Falcon thinks the Healthcare Reform issue has been focusing on the wrong things. Here is what I have been thinking:
One: When that pandemic breaks out, are we going to be arguing about who gets the vaccine first? The guy next to you on the morning bus or subway train…the child next to your child in class…or at a university? The pregnant woman who just moved to a new state? The person in front of you at the coffee shop?
Answer: Well, I know one thing: I would be a lot more concerned about the 43 million people who don’t have any access to healthcare and pay whatever it takes when a pandemic could take us all out, indiscriminately.
Two: Socialized medicine? Yes, we have had it for quite some time: seniors, children in some states, handicapped, SSI, those on public assistance. Frankly, they have better healthcare than I do. Bring it on!

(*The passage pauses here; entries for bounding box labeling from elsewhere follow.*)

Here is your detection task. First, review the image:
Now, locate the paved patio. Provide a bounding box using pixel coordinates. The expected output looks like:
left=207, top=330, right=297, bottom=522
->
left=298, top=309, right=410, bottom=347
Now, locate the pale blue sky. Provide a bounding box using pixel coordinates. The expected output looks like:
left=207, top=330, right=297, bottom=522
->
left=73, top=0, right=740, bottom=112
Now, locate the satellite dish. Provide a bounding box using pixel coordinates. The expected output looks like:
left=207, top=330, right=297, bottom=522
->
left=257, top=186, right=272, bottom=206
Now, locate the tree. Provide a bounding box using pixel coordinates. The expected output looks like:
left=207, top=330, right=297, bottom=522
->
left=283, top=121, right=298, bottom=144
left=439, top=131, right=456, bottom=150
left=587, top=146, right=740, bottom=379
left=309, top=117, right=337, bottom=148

Three: Do you really want the current bunch in charge of deciding whether you get the life-saving drug or not? How about that ‘experimental’ drug not approved for your child, but has been in use in other countries for years, and your insurance company won’t cover treatment? Yeah…what about that scenario?
Four: What about those with pre-existing conditions that can’t get health care? Whole families denied because of one person’s illness in the group…what do we do about them? This is why having something concerned with health and profits are mutually exclusive goals; you can’t serve two masters. I say serve the former and screw the latter!

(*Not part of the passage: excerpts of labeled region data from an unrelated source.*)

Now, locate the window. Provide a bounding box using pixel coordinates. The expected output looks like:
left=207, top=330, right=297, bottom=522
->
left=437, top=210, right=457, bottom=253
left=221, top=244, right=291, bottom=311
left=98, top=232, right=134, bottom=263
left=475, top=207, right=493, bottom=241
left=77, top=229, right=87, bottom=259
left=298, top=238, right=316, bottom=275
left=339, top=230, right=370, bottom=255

There are other ways to make money; making it on the backs of the most needy is most repugnant.
Five: If integrative therapies are not included, this is all still a sham…just a smaller one. Alternative therapies work, have been in use for literally thousands of years, and save big bucks. If we are talking about saving money, why hasn’t this been said more loudly? Oh, yeah…big pharma…shhhh…they may hear me….
Food for thought, World Family…I hope you eat well. Have a great weekend!